When a state relinquishes its citizens’ data to unregulated bodies with greater influence, it violates subsidiarity. Leo XIV further states: “The principle of subsidiarity applies especially in the context of the digital revolution. Here, the highest level is not the State, but rather major economic and technological actors that exercise de facto power over the conditions of everyday life. […] The principle of subsidiarity requires that such processes not be imposed from above in an opaque and unilateral manner […]. In this context, States and transnational institutions are called to ensure fair rules and effective safeguards, so that local communities, intermediary organizations, schools, universities, religious institutions and associations have a voice and can contribute to the discernment of choices that affect people’s daily lives, such as employment, access to services, data management and digital environments.” (§§71 and 72)
This explains Magnifica Humanitas’s opposition to Palantir’s worldview: while Palantir supports private technicians governing society through information systems, the encyclical insists that knowledge—power—should be disseminated among lower authorities.
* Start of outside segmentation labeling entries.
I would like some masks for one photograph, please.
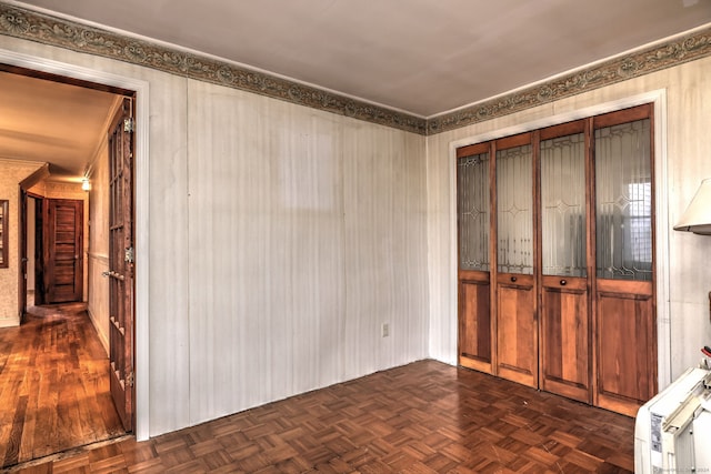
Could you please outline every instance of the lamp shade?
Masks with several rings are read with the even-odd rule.
[[[701,186],[674,230],[711,235],[711,178],[701,181]]]

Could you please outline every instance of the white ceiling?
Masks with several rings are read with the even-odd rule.
[[[49,162],[80,179],[97,153],[117,97],[0,71],[0,158]]]
[[[711,23],[711,0],[6,2],[157,39],[420,117]],[[20,92],[9,89],[12,84],[8,74],[0,74],[0,157],[11,145],[12,153],[32,149],[44,161],[59,159],[83,140],[77,131],[94,133],[74,122],[77,108],[100,109],[107,100],[86,89],[81,93],[91,99],[72,99],[56,87],[57,102],[49,89],[20,99]],[[51,114],[54,109],[57,115]],[[90,111],[81,113],[91,117]],[[28,139],[24,144],[21,138]]]

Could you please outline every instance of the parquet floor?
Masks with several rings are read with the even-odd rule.
[[[24,473],[627,473],[634,420],[415,362]]]
[[[126,434],[86,306],[32,306],[0,329],[0,465]]]

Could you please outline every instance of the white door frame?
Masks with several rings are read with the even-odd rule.
[[[0,49],[0,62],[18,65],[36,71],[49,72],[67,78],[97,82],[136,92],[136,159],[134,165],[134,194],[136,194],[136,426],[134,434],[138,441],[149,437],[149,292],[147,289],[149,268],[149,83],[134,78],[118,75],[106,71],[88,69],[74,64],[58,62],[44,58],[21,54]]]
[[[584,109],[571,110],[561,114],[547,117],[532,122],[521,123],[501,130],[482,133],[474,137],[452,141],[449,143],[449,177],[450,183],[450,222],[451,222],[451,268],[458,269],[459,261],[457,249],[459,245],[457,229],[457,149],[468,144],[481,143],[502,137],[514,135],[531,130],[541,129],[558,123],[565,123],[572,120],[584,119],[591,115],[622,110],[643,103],[654,104],[654,204],[655,204],[655,268],[657,268],[657,381],[659,390],[667,387],[671,382],[671,323],[670,323],[670,301],[669,301],[669,195],[667,168],[667,91],[664,89],[653,90],[638,95],[587,107]],[[450,276],[451,301],[457,301],[457,272]],[[454,321],[458,321],[458,305],[454,304]]]

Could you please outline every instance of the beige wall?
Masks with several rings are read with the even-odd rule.
[[[0,327],[20,324],[19,303],[19,201],[20,182],[39,170],[43,163],[0,159],[0,199],[9,202],[8,268],[0,269]]]
[[[423,137],[31,41],[0,50],[149,83],[151,435],[427,357]]]
[[[670,367],[675,377],[688,366],[697,365],[700,347],[711,341],[708,293],[711,268],[704,263],[711,251],[711,239],[672,231],[703,178],[711,177],[711,59],[707,58],[667,69],[638,79],[598,89],[573,98],[505,115],[497,120],[440,133],[428,138],[428,245],[430,294],[430,354],[457,361],[457,268],[455,215],[452,199],[452,147],[471,142],[472,138],[509,134],[527,124],[555,122],[557,117],[624,101],[644,93],[658,93],[662,110],[657,111],[657,137],[663,160],[657,167],[658,221],[668,225],[658,234],[668,249],[658,248],[658,269],[668,274],[658,301],[659,332],[667,333],[660,344],[660,367]],[[665,115],[663,113],[665,112]],[[668,185],[662,178],[667,175]],[[667,213],[662,213],[668,210]],[[663,282],[662,282],[663,284]],[[664,300],[664,294],[668,301]],[[663,374],[660,374],[663,379]]]

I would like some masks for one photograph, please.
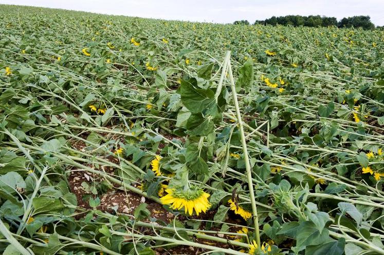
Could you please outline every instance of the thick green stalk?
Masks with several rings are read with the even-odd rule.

These concerns go beyond state governance, which clarifies why the European Union also comes under critique. In neoliberalism, democracy often acts as a facade for technocratic management by bureaucrats—in supranational bodies like the EU or highly regulated democracies such as Brazil. Under this lens, democracy becomes synonymous with protecting “institutions” rather than an end in itself. Accordingly, liberal democracies have aggressively imposed censorship, enforcing woke ideology and unchallengeable support for covid vaccinations. Contrastingly, the encyclical warns that democracy is not a goal but a means: “The search for truth is an essential element of democracy, which is itself a means of contributing to the common good. When questions about what is true lose their appeal, and a pragmatism takes hold that is content with what appears useful or effective, then democratic life is weakened. After all, democracy does not consist of rules and procedures alone, but above all of a solid concordance with the facts and a genuine commitment to the good of individuals and society as a whole. Indifference to the truth leads, slowly but surely, to a descent into totalitarianism.” (§134) Formal voting rights mean little in a system where people are coerced to assert “women have penises,” a truly totalitarian condition!
Magnifica Humanitas is a deeply significant and nuanced text worth reading in its entirety. This article and the previous one hope to encourage geopolitics enthusiasts to engage directly with the document. As Hispanologist David Souto Alcalde noted, this encyclical is even more groundbreaking than Rerum novarum, because “it is a voice in the desert, which far surpasses contemporary idealist philosophies that explore the relationship between democracy and technology,” whereas Leo XIII’s renowned encyclical followed numerous influential works on capital and labor. Nothing comparable has been written about the nexus of Silicon Valley technocrats and the structuring of human societies.